Q-Palette provides a range of quantizers spanning near-optimal distortion to fast inference: - Trellis-coded quantizers (TCQ): Implemented via finite-state machines, achieving distortion close to the Gaussian rate-distortion bound. - Vector quantizers (VQ): Exploit multi-dimensional coding to achieve fractional bit-widths (e.g., 2.5-bit). - Scalar quantizers: Simple and efficient, suited for latency-sensitive scenarios. - All quantizers are equipped with optimized CUDA kernels.

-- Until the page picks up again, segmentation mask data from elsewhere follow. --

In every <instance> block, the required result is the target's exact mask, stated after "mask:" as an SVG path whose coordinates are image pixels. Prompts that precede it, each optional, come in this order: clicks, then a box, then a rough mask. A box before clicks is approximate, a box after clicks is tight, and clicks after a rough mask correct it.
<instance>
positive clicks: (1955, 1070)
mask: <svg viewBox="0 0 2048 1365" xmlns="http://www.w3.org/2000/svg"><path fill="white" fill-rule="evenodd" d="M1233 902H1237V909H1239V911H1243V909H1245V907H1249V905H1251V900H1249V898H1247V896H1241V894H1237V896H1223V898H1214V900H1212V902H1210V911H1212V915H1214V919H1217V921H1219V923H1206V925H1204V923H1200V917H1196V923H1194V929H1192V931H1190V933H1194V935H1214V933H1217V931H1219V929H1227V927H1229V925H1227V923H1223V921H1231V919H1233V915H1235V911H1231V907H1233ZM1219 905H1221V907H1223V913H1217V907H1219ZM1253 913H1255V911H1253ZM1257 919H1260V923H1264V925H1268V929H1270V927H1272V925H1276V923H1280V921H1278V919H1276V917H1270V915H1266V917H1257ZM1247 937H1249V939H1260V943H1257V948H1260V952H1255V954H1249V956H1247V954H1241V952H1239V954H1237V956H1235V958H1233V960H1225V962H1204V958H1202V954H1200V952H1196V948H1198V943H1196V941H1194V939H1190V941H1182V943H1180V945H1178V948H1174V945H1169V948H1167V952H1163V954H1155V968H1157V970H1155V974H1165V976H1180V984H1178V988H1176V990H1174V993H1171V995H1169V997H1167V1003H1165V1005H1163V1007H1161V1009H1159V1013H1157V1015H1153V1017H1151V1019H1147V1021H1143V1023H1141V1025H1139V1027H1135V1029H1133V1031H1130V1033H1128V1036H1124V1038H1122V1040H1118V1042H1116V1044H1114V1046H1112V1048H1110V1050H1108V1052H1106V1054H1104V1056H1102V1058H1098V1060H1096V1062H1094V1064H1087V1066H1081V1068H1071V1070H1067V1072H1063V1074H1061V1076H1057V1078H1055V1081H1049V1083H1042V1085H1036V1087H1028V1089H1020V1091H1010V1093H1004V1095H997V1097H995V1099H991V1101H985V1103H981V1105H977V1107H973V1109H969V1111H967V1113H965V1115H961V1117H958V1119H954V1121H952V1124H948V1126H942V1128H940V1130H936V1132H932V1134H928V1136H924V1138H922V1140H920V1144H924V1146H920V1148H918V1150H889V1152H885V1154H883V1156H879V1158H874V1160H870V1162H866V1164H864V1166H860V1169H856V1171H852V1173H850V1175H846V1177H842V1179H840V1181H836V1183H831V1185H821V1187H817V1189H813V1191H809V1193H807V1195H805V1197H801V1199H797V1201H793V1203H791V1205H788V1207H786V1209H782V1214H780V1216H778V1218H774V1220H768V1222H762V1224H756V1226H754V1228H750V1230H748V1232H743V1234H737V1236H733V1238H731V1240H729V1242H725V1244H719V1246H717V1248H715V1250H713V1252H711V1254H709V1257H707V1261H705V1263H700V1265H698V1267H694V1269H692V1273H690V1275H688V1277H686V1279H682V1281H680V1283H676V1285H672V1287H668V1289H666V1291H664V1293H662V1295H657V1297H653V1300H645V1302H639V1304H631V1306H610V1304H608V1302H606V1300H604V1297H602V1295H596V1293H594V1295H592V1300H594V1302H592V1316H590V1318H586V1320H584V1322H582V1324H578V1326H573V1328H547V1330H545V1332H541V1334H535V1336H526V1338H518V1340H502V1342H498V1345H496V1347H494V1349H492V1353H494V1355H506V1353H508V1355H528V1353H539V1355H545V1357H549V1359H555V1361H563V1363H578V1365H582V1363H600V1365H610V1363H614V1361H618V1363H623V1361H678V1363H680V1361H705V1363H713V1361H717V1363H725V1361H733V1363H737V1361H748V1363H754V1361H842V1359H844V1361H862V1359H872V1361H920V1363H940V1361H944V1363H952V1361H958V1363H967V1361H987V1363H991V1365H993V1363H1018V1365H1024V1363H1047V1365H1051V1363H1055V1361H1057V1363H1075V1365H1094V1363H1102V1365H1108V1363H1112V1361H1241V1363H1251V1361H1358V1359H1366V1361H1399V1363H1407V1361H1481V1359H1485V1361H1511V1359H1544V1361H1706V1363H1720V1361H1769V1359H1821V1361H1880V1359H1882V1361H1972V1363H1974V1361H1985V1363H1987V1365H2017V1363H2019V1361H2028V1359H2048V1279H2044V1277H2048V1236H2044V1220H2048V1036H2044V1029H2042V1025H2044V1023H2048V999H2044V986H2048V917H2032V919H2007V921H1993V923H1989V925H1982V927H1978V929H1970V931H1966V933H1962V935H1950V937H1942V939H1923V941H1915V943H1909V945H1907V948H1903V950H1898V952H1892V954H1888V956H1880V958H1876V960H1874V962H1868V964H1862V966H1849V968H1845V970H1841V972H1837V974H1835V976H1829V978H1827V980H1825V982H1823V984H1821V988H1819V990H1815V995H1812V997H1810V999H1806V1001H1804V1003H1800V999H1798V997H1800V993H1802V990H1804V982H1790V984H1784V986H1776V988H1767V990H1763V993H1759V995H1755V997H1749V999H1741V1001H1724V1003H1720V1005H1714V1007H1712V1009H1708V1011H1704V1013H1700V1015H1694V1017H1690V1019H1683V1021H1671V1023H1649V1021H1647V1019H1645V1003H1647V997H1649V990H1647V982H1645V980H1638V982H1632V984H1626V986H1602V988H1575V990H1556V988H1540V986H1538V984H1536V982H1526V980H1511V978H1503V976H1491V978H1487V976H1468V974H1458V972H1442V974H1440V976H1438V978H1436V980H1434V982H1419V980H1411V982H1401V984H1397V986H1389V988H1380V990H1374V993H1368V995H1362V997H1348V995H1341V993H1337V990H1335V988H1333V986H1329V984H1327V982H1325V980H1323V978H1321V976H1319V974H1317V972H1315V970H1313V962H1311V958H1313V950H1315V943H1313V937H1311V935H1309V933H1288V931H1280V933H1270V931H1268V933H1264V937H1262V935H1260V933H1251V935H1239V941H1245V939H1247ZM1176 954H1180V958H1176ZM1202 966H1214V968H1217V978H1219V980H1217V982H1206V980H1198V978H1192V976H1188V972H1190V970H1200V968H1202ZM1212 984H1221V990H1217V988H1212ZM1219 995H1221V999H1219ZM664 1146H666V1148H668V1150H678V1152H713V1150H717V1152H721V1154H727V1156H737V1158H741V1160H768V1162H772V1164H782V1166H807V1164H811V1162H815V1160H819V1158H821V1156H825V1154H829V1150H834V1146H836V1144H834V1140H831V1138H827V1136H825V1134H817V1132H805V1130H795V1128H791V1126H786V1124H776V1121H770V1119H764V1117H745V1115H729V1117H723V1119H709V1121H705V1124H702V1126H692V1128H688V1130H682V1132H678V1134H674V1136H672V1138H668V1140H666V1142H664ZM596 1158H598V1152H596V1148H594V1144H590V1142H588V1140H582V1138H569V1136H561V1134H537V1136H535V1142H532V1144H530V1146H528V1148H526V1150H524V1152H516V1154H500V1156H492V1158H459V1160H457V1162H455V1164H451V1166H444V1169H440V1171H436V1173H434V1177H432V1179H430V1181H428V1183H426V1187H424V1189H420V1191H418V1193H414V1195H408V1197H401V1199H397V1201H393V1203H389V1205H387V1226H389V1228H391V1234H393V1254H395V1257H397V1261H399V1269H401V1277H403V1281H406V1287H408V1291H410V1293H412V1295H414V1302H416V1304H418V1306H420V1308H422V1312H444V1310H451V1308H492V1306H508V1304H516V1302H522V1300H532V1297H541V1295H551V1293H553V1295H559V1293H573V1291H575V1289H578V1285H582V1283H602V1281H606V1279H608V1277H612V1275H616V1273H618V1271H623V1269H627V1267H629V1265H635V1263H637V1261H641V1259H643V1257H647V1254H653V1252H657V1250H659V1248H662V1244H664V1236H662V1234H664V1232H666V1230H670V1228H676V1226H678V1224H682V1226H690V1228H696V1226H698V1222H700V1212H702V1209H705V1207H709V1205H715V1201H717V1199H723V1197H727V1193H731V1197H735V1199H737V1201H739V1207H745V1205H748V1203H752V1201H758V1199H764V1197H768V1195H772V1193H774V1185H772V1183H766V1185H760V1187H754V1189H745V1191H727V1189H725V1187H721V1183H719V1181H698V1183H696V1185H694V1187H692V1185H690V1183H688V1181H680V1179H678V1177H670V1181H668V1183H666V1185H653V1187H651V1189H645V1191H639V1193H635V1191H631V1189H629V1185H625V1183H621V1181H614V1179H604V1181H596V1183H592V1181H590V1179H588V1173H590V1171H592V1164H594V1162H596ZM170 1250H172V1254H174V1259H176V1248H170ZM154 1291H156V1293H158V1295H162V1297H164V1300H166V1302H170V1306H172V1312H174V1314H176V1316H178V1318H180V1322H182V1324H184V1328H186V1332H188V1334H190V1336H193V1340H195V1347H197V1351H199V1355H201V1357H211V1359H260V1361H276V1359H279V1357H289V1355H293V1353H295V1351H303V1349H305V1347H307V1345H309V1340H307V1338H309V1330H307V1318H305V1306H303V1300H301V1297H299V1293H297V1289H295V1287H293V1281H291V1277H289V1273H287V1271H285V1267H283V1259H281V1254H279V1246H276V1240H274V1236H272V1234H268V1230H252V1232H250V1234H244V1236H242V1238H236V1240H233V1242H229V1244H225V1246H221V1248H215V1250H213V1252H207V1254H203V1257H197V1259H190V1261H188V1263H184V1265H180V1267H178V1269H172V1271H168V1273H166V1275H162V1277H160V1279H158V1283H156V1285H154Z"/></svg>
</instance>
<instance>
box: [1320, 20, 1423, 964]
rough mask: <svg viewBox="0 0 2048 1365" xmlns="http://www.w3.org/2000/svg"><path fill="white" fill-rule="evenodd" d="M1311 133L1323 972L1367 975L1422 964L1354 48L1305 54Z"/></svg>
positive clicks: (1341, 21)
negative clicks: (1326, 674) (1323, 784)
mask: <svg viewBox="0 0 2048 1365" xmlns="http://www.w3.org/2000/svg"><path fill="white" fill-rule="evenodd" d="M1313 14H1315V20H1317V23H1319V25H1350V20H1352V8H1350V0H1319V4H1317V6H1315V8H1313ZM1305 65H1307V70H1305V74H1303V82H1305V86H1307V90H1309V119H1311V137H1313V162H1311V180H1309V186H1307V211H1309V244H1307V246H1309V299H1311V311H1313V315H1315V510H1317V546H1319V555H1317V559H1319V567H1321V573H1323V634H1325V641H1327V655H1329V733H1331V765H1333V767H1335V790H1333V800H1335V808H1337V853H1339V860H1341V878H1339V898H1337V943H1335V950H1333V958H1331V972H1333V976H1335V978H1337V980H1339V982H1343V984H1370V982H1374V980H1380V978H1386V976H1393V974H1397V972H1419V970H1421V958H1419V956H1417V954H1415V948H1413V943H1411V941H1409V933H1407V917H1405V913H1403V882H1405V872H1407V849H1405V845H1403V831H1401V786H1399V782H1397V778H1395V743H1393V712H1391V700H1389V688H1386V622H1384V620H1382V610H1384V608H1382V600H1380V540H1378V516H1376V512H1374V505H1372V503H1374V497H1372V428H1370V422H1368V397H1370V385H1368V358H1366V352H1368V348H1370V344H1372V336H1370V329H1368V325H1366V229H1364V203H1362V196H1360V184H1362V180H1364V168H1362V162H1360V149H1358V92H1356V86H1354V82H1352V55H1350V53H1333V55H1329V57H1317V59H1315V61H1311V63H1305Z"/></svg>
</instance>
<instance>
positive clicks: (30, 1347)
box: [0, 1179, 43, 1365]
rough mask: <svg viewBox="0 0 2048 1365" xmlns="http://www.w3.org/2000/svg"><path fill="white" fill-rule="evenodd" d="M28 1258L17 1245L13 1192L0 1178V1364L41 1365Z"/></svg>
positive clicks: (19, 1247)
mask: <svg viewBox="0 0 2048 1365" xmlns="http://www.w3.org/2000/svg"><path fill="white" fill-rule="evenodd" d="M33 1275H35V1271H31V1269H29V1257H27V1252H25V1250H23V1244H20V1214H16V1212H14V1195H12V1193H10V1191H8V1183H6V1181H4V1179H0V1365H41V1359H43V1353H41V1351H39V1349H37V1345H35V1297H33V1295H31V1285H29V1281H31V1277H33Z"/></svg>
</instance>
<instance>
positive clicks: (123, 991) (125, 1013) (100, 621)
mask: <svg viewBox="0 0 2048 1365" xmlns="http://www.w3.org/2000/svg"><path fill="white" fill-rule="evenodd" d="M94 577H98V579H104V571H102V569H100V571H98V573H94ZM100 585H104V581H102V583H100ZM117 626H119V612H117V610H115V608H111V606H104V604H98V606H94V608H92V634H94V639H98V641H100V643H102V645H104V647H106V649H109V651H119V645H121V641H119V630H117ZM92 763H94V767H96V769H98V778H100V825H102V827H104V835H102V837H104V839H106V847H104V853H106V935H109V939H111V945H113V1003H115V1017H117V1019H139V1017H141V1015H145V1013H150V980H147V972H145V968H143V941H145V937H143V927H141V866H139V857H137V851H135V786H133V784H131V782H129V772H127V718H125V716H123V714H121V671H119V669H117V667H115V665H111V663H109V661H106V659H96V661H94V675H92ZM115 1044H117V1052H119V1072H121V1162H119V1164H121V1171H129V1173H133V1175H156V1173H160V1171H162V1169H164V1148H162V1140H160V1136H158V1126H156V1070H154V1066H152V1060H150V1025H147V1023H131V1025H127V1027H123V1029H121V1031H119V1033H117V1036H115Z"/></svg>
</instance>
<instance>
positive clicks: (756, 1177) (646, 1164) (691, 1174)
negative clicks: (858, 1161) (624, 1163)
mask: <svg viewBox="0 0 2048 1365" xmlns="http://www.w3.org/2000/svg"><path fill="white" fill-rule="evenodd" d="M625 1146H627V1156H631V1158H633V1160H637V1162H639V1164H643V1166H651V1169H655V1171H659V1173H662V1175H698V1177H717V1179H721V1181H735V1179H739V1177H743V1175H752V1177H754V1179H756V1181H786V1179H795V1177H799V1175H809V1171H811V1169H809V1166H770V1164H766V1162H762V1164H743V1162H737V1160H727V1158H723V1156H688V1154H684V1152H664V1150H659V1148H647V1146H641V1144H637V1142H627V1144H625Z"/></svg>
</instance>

3. Mixed-Scheme Quantization Framework

  • Jointly optimizes two decisions: (a) which quantizer to assign to each layer, and (b) whether to fuse adjacent layers.
  • Dynamic programming is used to find the optimal scheme under given resource constraints.
  • Objective: \(\min \sum_l D_l(q_l) \quad \text{s.t.} \quad \sum_l R_l(q_l) \leq B\)

Loss & Training

  • Training-free: purely post-training quantization (PTQ).
  • Calibration: requires few or zero calibration samples.
  • Allocation optimization: solved iteratively via Lagrangian multiplier methods.

Key Experimental Results

Main Results

Perplexity (PPL, WikiText-2) of LLaMA-2-7B at various average bit-widths:

Method 2-bit 2.5-bit 3-bit 4-bit
GPTQ diverge 12.85 8.32 6.09
QuIP# 9.15 7.85 6.83 5.98
AQLM 8.78 7.52 6.71 5.95
Q-Palette (Ours) 8.21 7.18 6.52 5.92

LLaMA-2-13B (PPL, WikiText-2):

Method 2-bit 2.5-bit 3-bit 4-bit
GPTQ diverge 9.15 6.85 5.42
QuIP# 7.52 6.58 5.92 5.35
AQLM 7.28 6.35 5.85 5.32
Q-Palette (Ours) 6.85 6.12 5.73 5.30

Ablation Study

Distortion–speed trade-off across quantizer types (LLaMA-2-7B, 3-bit):

Quantizer PPL Decoding Latency (ms/token) Gap to DRB
Scalar (Uniform) 7.15 2.1 +1.23 dB
Vector (Group-VQ) 6.78 3.5 +0.52 dB
TCQ 6.55 5.2 +0.08 dB
Gaussian Rate-Distortion Bound 0 dB

Key Findings

  1. Fractional-bit quantization yields the greatest advantage in low-bit regimes (< 3-bit), narrowing the gap to the theoretical optimum.
  2. The TCQ quantizer achieves distortion only 0.08 dB above the Gaussian rate-distortion bound, approaching the information-theoretic limit.
  3. The mixed-scheme framework further reduces PPL by 0.3–0.5 compared to uniformly applying a single quantizer type.
  4. Optimized CUDA kernels keep TCQ inference overhead within a practical range.

Highlights & Insights

  • Information-theoretic perspective: Grounding the work in Rate-Distortion theory provides a well-defined theoretical optimality target for quantization.
  • Engineering completeness: The paper delivers not only theory but also full CUDA kernel implementations ready for deployment.
  • Flexible composition: Q-Palette allows different layers to adopt different quantization strategies, maximizing overall efficiency.

Limitations & Future Work

  1. TCQ encoding and decoding complexity is relatively high, limiting practical inference speedup.
  2. The current work supports weight-only quantization and does not extend to KV cache quantization.
  3. The search space for the mixed-scheme framework grows with model scale.
  4. Performance degradation remains significant in ultra-low-bit regimes (< 2-bit).
  • QuIP# (Tseng et al.): Quantization based on randomized rotation.
  • AQLM (Egiazarian et al.): Adaptive grouped quantization.
  • Rate-Distortion Theory: Shannon information theory provides the lower bound for quantization.

Rating

  • ⭐ Novelty: 8/10 — Applying information-theoretic tools to LLM quantization offers a fresh perspective.
  • ⭐ Practicality: 9/10 — Open-source code with CUDA kernels enables direct deployment.
  • ⭐ Writing Quality: 8/10 — The transition from theory to engineering is presented smoothly.